Privilégier la liberté d'expression artistique
Le dernier procès qui regroupait conjointement deux plaignantes, s'est tenu le 25 juin dernier, devant le tribunal de grande instance de Paris. Il concernait deux femmes majeures protégées, l'une placée sous tutelle judiciaire, l'autre sous curatelle. Elles apparaissent dans le livre de François-Marie Banier, l'une riant avec un bonnet sur la tête, la bouche grande ouverte, la seconde, en train de grimacer face à l'objectif.
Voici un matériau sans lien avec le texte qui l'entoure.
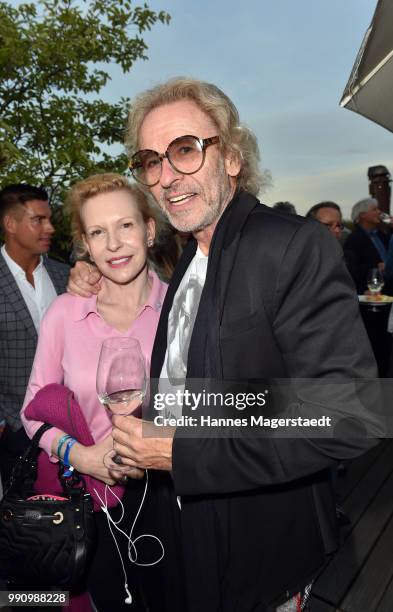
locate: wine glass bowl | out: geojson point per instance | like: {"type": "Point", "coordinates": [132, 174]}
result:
{"type": "Point", "coordinates": [121, 382]}
{"type": "Point", "coordinates": [375, 281]}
L'association espace tutelles qui a saisi le juge en leur nom a dénoncé une atteinte à la vie privée et une atteinte à la dignité. Le tribunal les a déboutées en estimant que les plaignantes n'étaient pas présentées «dans des situations humiliantes ou dégradantes». Il a, au contraire, souligné «l'humanité des personnages, ainsi que celle du regard du photographe qui traite ses sujets avec respect et tendresse». Il a affirmé le fait qu'il convenait de privilégier la liberté d'expression artistique sur le droit à l'image des personnes.

Une précédente plainte avait été déposée par une femme que le photographe avait saisie, assise sur un banc public en train de téléphoner. Cette plaignante a fait valoir le préjudice que pouvait lui causer ce portrait dans «un recueil essentiellement consacré à l'exclusion et à la marginalité». Le 9 mai dernier, le Tribunal de Paris l'a déboutée au motif que «le droit à l'image cédait devant le droit à l'information». Quant au préjudice subi par la plaignante, le tribunal indique n'avoir «aucun élément de nature à convaincre d'un préjudice particulier dont elle aurait souffert autre que les réactions émues de certaines de ses proches de la voir figurer dans un musée des horreurs». La femme a fait appel. Entre ici la notion de préjudice sur laquelle se battent depuis plusieurs années les professionnels confrontés à des procès. Ceux-ci aimeraient justement modifier le sacro-saint article 9 du code civil sur ce droit à l'image absolu en faisant en sorte que les actions en justice soient subordonnées à la démonstration d'un préjudice réel. "Si la jurisprudence se fait plus favorable aux photographes, les textes relatifs à la protection de la vie privée n'ont pas changé, explique Pascale Marie, membre de l'Observatoire de l'image qui regroupe des professionnels de l'édition. Ces affaires restent à la merci de l'appréciation souveraine du juge et du tribunal. On a quand même vécu un enfer pendant plusieurs années. Pendant longtemps, une absence d'autorisation se traduisait immanquablement par une condamnation, ce qui a abouti à des affaires sidérantes.» Voire caricaturales. Elle cite un exemple parmi d'autre cas, celui d'une photo publiée, en 1999, dans le magazine Ca m'intéresse. Pour avoir publié une image illustrant un article sur les aquariums public et montrant un homme accompagné d'un enfant regardant à travers un hublot, le mensuel a été condamné à verser des dommages et intérêts à quatre personnes différentes.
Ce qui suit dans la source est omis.